Lots of area residents don't have very many co-workers.

About half of the business establishments in area counties have one to four employees, according to the U.S. Census Bureau. Many of those plants and offices are branches of larger operations, but a significant number are independent, small businesses.

In many such businesses, two or three generations of a family are involved in operations, said Linda Bowyer, director of the small business and entrepreneurship institute at the University of Toledo.

The recession has affected more small businesses than larger industries because more small ventures operate on a shoe-string, said Bruce Lee, executive vice president of Fifth Third Bank. Especially since Sept. 11, many businesses have needed to dig into reserve funds. For many businesses, recent months have been the hardest in more than a decade, experts said.
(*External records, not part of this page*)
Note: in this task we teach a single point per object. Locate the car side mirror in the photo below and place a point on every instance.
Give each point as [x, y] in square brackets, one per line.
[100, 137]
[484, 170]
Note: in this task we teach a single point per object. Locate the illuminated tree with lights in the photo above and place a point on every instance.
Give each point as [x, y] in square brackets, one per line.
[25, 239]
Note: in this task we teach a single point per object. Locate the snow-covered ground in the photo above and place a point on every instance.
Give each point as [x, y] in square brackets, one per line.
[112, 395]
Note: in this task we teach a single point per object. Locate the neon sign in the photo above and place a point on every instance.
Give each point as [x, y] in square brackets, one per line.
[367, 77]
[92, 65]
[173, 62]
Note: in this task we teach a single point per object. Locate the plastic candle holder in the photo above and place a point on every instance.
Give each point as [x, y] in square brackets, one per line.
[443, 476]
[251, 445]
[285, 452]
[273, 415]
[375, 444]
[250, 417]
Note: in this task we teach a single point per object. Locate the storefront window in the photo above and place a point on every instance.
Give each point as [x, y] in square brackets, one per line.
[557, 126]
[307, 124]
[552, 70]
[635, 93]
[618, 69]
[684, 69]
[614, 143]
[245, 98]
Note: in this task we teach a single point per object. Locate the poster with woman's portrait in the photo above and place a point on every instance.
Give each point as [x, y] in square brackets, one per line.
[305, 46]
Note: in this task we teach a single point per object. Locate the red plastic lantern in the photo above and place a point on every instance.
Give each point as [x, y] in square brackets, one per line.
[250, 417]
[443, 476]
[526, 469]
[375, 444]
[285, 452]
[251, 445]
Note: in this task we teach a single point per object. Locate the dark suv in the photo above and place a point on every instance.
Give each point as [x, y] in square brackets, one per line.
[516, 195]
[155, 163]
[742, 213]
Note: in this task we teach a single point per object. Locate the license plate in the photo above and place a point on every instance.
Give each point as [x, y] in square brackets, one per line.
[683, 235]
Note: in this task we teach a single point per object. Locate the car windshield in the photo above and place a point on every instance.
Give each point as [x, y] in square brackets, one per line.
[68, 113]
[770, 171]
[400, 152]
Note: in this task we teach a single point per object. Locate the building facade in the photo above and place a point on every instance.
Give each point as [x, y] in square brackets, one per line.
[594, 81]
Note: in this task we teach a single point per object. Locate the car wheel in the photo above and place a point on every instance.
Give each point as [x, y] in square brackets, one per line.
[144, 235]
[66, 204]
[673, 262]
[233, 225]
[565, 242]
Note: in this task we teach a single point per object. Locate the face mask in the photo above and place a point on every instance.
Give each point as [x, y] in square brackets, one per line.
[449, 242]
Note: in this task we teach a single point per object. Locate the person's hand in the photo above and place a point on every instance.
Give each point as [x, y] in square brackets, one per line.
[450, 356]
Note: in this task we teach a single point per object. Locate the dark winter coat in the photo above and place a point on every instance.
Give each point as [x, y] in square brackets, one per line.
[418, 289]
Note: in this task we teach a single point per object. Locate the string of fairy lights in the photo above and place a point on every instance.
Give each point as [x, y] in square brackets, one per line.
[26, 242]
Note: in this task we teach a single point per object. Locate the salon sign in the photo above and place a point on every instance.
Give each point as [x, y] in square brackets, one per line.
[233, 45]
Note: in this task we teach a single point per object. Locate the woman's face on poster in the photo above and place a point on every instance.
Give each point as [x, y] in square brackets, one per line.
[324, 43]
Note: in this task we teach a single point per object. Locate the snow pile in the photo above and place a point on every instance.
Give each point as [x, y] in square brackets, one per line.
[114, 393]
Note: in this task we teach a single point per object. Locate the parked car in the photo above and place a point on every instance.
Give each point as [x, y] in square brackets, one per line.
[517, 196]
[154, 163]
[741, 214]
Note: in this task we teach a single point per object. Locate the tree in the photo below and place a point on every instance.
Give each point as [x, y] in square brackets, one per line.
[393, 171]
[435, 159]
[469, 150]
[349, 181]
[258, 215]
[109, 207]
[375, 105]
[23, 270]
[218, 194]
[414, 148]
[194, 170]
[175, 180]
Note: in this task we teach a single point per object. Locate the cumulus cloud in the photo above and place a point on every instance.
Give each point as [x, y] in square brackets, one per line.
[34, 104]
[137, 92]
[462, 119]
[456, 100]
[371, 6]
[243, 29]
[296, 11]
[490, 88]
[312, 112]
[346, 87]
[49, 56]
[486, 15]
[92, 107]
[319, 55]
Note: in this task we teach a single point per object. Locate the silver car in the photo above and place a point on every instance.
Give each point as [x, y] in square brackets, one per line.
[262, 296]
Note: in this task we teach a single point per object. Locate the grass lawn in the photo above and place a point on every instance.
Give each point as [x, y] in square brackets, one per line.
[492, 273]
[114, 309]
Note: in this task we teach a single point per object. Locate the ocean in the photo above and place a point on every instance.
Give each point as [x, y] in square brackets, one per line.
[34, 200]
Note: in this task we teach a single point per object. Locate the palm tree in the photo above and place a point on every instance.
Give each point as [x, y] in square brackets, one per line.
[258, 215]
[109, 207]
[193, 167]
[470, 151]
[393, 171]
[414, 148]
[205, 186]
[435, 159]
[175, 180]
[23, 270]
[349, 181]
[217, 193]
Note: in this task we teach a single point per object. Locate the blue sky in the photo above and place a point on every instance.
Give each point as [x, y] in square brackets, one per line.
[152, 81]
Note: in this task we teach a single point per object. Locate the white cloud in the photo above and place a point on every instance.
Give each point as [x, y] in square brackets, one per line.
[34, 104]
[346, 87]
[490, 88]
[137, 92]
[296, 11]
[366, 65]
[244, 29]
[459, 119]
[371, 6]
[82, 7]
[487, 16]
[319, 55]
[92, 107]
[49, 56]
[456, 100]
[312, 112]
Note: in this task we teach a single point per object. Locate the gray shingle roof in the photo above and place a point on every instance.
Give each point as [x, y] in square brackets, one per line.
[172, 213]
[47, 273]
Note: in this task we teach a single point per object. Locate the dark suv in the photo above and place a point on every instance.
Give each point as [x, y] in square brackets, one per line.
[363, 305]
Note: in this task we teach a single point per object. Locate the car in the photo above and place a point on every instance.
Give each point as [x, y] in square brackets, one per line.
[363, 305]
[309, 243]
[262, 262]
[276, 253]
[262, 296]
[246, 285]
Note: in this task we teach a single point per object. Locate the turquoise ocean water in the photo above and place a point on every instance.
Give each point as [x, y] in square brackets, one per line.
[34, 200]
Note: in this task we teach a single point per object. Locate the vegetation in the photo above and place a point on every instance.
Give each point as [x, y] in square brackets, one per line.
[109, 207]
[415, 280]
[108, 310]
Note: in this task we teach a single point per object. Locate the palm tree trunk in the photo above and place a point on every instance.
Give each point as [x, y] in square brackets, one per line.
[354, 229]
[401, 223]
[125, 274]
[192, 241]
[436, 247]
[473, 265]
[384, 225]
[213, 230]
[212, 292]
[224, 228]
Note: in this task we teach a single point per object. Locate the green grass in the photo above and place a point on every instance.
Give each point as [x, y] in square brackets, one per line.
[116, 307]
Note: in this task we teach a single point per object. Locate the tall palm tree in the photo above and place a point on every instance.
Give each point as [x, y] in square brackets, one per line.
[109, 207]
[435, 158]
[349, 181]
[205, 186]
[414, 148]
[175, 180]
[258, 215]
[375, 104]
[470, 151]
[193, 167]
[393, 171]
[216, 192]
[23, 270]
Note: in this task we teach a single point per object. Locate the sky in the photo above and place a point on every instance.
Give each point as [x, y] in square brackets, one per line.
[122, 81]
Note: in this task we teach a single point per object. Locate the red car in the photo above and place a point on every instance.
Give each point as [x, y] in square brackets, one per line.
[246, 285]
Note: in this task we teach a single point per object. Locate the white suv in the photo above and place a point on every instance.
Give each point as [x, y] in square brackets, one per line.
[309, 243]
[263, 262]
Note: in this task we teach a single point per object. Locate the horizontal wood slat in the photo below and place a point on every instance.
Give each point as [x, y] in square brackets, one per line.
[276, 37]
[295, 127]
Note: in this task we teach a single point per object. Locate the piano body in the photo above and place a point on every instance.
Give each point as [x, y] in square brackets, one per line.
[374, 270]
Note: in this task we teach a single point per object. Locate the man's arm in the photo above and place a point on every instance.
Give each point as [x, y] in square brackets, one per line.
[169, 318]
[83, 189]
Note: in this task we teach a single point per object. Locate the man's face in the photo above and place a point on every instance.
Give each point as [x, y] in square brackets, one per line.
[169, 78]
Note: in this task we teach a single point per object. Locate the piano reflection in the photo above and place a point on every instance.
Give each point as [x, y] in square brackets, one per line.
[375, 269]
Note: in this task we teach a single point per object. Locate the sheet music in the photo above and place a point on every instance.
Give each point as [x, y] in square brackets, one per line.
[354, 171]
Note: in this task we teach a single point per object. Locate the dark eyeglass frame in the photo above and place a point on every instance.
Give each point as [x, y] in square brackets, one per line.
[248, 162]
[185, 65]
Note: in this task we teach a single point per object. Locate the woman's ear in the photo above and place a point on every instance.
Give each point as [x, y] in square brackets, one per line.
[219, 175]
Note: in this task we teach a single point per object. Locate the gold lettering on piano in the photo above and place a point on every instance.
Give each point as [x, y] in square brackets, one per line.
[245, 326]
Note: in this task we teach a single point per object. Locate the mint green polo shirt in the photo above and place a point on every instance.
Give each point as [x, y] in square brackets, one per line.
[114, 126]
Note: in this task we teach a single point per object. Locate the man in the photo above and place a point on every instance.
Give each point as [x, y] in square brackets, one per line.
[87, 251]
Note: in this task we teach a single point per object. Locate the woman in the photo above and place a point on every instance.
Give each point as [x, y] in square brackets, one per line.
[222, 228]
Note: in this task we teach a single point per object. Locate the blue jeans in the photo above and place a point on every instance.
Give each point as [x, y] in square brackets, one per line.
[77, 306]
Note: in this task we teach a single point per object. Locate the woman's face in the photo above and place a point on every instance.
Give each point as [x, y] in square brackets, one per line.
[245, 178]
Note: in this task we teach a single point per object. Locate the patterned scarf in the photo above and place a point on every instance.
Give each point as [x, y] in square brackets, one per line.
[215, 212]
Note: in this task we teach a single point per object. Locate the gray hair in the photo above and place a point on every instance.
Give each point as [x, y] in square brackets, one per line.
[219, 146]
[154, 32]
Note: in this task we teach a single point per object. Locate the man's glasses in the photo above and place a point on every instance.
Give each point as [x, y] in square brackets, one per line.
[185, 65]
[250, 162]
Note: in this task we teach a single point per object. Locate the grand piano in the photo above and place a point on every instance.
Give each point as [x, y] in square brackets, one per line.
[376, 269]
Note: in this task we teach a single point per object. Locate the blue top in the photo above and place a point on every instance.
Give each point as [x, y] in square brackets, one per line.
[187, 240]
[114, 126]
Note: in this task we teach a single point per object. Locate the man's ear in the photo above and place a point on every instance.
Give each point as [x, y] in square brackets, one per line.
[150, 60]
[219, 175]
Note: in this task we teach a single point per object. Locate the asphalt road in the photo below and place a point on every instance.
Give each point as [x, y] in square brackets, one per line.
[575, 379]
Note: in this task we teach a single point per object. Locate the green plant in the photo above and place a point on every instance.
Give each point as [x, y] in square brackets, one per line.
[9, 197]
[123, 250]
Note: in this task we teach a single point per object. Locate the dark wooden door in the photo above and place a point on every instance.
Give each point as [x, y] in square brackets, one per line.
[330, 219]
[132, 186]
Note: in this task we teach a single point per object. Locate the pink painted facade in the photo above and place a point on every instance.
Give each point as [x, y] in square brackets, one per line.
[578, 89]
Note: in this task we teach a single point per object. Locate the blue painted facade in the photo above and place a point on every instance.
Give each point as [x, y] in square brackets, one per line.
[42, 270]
But the economy hasn't diminished the number of people who at least investigate starting their own business.

“Maybe I'd have a little more job security if I'd pilot my own boat,” Ms. Bowyer said some of her clients tell her.

Others just appear to want to work for themselves, feeling that, even if they work longer hours and earn less, they'd be happier.

Down markets present opportunities for such entrepreneurs. It's less expensive to borrow money and real estate costs - which for years have been less in Toledo than many cities - are lower in some cases.

However, lenders, who traditionally are more leery of small business loans, have become nervous, Ms. Bowyer said.

Local counties have long been more dependent on small businesses and small branches of larger organizations than many areas of Ohio and Michigan.

Only 32 work sites employed more than 1,000 people in 19 area counties in 1999, the most recent year that U.S. Census records are available. That same year, Franklin County (where Columbus is) had 40 and Cuyahoga County (where Cleveland is) had 48.

Throughout Ohio, there were 297 sites had more than 1,000 employees. Michigan had 250 that year.

Of the 11,225 workplaces that the census counted in Lucas County, almost 10,500, or 93 percent, employed fewer than 50. At the time, 12 employed more than 1,000.

Hancock County had four sites employing more than 1,000 and Monroe County had three. But most northwest Ohio and southeast Michigan counties had only one or two such sizeable workplaces and several - including Ottawa, Paulding, Seneca, and Williams counties - had none.

Nevertheless, many of those small plants and offices are dependent on the fortunes of the region's largest businesses, particularly in the auto industry.